The challenge
- Market headwinds: Canada’s economy shrank in Q2 2025 and uncertainty remained high, creating pressure on discretionary spend for attractions.
- Tourism mix shifting: Analysts expected modest overall tourism spending growth with a heavier reliance on domestic visitors.
The hypothesis
If you give guests a clear, bite-sized upgrade that adds obvious value to the core visit priced to feel like a no-brainer you can lift revenue without undermining satisfaction. Arcadia Earth’s planetarium add-on (available on their Toronto site) fit that mold while complimenting the museum’s sustainability narrative.
What Arcadia Earth did:
- Priced the add-on at $8. Low friction, easy yes. The same price as a coffee.
- Made it visible throughout the buying journey’s three moments:
- Pre-purchase at checkout.
- Post-purchase in CRM flows before the guest arrives on site.
- On-site via QR and staff prompts for walk-ups.
- Aligned the story: The dome deepened the core mission rather than feeling bolted-on.
- Capacity-aware scheduling: Showtimes slotted to absorb demand without clogging entry flow.
Results
- Attach rate: 42.55% of guests purchased the planetarium (advance + on-site).

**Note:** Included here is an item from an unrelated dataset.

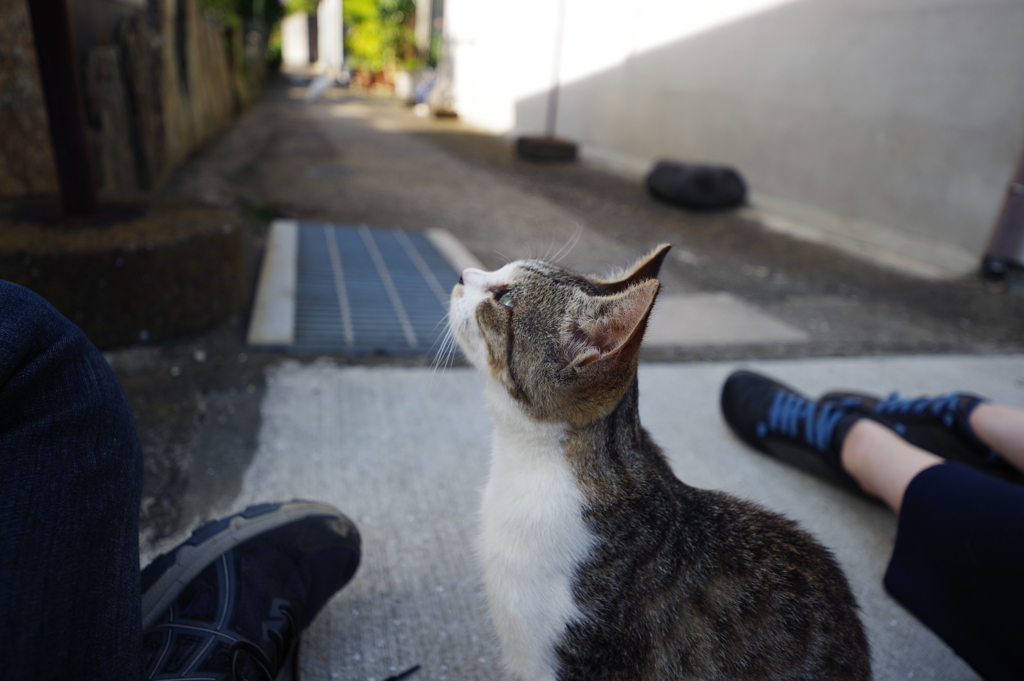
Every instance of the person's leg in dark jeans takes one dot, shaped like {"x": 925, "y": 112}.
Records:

- Revenue per guest: +23.14% uplift.
- Time on site: ~+50% per guest (deeper engagement with exhibits and merchandise zones).
Why it worked
- Obvious value: A complete extra experience, not a trinket.
- Limited time run: The add on was only available this Summer. Giving potential guests a reason to visit now.
- Right price psychology: A single-digit add-on rarely triggers budget friction.
- Consistent placement: Sales and communication were persistent to guests, reinforcing the value of the add-on.